# SAE Bench
## Table of Contents
- [Overview](#overview)
- [Installation](#installation)
- [Running Evaluations](#running-evaluations)
- [Custom SAE Usage](#custom-sae-usage)
- [Training Your Own SAEs](#training-your-own-saes)
- [Graphing Results](#graphing-results)
CURRENT REPO STATUS: SAE Bench is currently a beta release. This repo is still under development as we clean up some of the rough edges left over from the research process. However, it is usable in the current state for both SAE Lens SAEs and custom SAEs.
## Overview
SAE Bench is a comprehensive suite of 8 evaluations for Sparse Autoencoder (SAE) models:
- **[Feature Absorption](https://arxiv.org/abs/2409.14507)**
- **[AutoInterp](https://blog.eleuther.ai/autointerp/)**
- **L0 / Loss Recovered**
- **[RAVEL](https://arxiv.org/abs/2402.17700) (under development)**
- **[Spurious Correlation Removal (SCR)](https://arxiv.org/abs/2411.18895)**
- **[Targeted Probe Pertubation (TPP)](https://arxiv.org/abs/2411.18895)**
- **Sparse Probing**
- **[Unlearning](https://arxiv.org/abs/2410.19278)**
For more information, refer to our [blog post](https://www.neuronpedia.org/sae-bench/info).

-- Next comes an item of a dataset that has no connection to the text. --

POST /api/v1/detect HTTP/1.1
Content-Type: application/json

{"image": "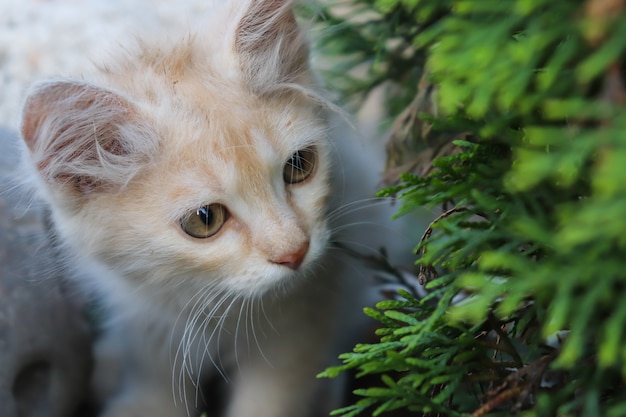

### Supported Models and SAEs
- **SAE Lens Pretrained SAEs**: Supports evaluations on any [SAE Lens](https://github.com/jbloomAus/SAELens) SAE.
- **dictionary_learning SAES**: We support evaluations on any SAE trained with the [dictionary_learning repo](https://github.com/saprmarks/dictionary_learning) (see [Custom SAE Usage](#custom-sae-usage)).
- **Custom SAEs**: Supports any general SAE object with `encode()` and `decode()` methods (see [Custom SAE Usage](#custom-sae-usage)).
### Installation
Set up a virtual environment with python >= 3.10.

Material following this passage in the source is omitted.